Wednesday, July 20, 2011

3 paragraphs on Eyes of Laura Mars

1978, Irvin Kirshner -- Netflix

At one point I was a massive John Carpenter fan (still like the guy and much of his work but I don't see all of his work with such rose-colored glasses anymore) but I knew there were a few gaps in my Carpenter-ouvre viewing. I had heard of this TV movie he'd written starring a prominent '70's actress, with a title that had something to do with vision. Once I became aware of Eyes of Laura Mars, starring Faye Dunaway, I was convinced that was it. About 10 minutes into the film, with some not-at-all disguised nudity in pictures in the background and casual swearing in the dialogue, as well as Irvin Kirshner (he of Empire Strikes Back infamy) attached as director (Kirshner slumming it for TV? Couldn't be) I became confused. To the Wikipedia machine. Oh... the John Carpenter written-AND-directed-for-TV film was "Someone is Watching Me" starring Lauren Hutten. You can see how I made that mistake can't you?

(definite spoilers below)

Anyway, Eyes of Laura Mars finds Dunaway as the titular character, a preeminent photographer, successful in both the fashion and artistic communities, with a penchant for staging provocative set pieces involving nudity and death... you know, as a reflection of our yadda yadda blah blah blah. But at the height of her success Laura's models, associates and friends start getting murdered, and somehow Laura is witnessing the murders telepathically. She confides in Lieutenant John Neville (a shockingly young Tommy Lee Jones) her visions, and he shows her some photos of old murder cases which resemble some of her photographs. Is she just psychically connected to death or is she connected to a single murderer? As more of her acquaintances and friends are killed, and her life is threatened more than once, her and Neville fall in love. Despite any palpable chemistry between them, each proclaims an uncontrollable attraction to the other, which basically telegraphs the end of the film, where it's reveal that the murderer is... John Neville.

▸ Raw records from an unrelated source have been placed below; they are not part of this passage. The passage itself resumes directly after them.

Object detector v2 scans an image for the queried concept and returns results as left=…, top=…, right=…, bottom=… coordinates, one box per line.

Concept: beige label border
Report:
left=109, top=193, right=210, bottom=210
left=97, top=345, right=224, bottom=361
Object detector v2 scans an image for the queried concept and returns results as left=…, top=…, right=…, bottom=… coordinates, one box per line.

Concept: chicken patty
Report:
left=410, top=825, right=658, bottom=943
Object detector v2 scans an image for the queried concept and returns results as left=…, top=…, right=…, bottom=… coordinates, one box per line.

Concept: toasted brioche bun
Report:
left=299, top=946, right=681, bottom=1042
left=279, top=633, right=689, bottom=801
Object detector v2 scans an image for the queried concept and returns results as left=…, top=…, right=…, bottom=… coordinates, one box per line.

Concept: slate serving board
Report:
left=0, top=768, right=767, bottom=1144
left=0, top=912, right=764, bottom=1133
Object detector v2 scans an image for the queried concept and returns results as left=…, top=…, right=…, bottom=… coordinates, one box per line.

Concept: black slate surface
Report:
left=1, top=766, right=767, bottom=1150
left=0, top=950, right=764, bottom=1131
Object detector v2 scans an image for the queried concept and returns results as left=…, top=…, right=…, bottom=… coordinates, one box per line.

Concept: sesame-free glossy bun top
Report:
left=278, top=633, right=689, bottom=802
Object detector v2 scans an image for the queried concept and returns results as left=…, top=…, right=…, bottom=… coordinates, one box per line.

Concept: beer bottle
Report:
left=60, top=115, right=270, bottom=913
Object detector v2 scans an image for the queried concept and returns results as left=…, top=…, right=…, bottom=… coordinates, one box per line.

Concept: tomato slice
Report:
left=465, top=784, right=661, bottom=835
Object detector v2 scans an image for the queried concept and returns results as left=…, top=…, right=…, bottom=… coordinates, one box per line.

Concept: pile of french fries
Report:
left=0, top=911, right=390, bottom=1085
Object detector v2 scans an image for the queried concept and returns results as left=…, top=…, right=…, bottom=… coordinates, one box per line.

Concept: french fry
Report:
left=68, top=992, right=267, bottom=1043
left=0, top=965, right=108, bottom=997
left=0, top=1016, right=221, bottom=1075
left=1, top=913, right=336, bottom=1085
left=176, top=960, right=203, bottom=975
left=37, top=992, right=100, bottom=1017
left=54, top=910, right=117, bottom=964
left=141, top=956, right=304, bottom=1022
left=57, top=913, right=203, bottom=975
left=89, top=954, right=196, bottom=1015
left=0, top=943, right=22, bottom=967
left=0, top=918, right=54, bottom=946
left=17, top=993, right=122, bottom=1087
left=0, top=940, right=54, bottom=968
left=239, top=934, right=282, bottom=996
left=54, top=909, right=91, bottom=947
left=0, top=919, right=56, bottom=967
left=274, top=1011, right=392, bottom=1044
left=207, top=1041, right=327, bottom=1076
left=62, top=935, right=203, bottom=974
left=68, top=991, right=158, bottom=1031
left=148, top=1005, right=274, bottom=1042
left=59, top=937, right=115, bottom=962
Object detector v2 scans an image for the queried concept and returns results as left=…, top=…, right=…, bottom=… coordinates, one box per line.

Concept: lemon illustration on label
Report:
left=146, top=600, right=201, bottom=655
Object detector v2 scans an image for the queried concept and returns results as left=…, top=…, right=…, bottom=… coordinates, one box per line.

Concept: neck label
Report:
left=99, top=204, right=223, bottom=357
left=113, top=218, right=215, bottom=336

The film is an Americanization of the Italian gaillo horror/suspense/thriller genre made popular by directors like Dario Argento, Lucio Fulci and Mario Bava. Kirshner and Carpenter do a remarkable job capturing the feel of that style of film (anyone who has compared Carpenter's score for Halloween to that from Argento's Deep Red will know he's quite familiar with the genre), emphasizing the style as much as the story, and sustaining an intensity even in scenes that should not be so intense. It should have been a terrific thriller, and it is, save for the fact that the ending revelation is so mind-bogglingly dumb. Neville's reveal that he has a split personality disorder, the hokey explanation for the origins of it, and the thoroughly overacted confrontation between the two leads basically threw the entire film under a bus, or jabbed an ice pick in its eye, if you will.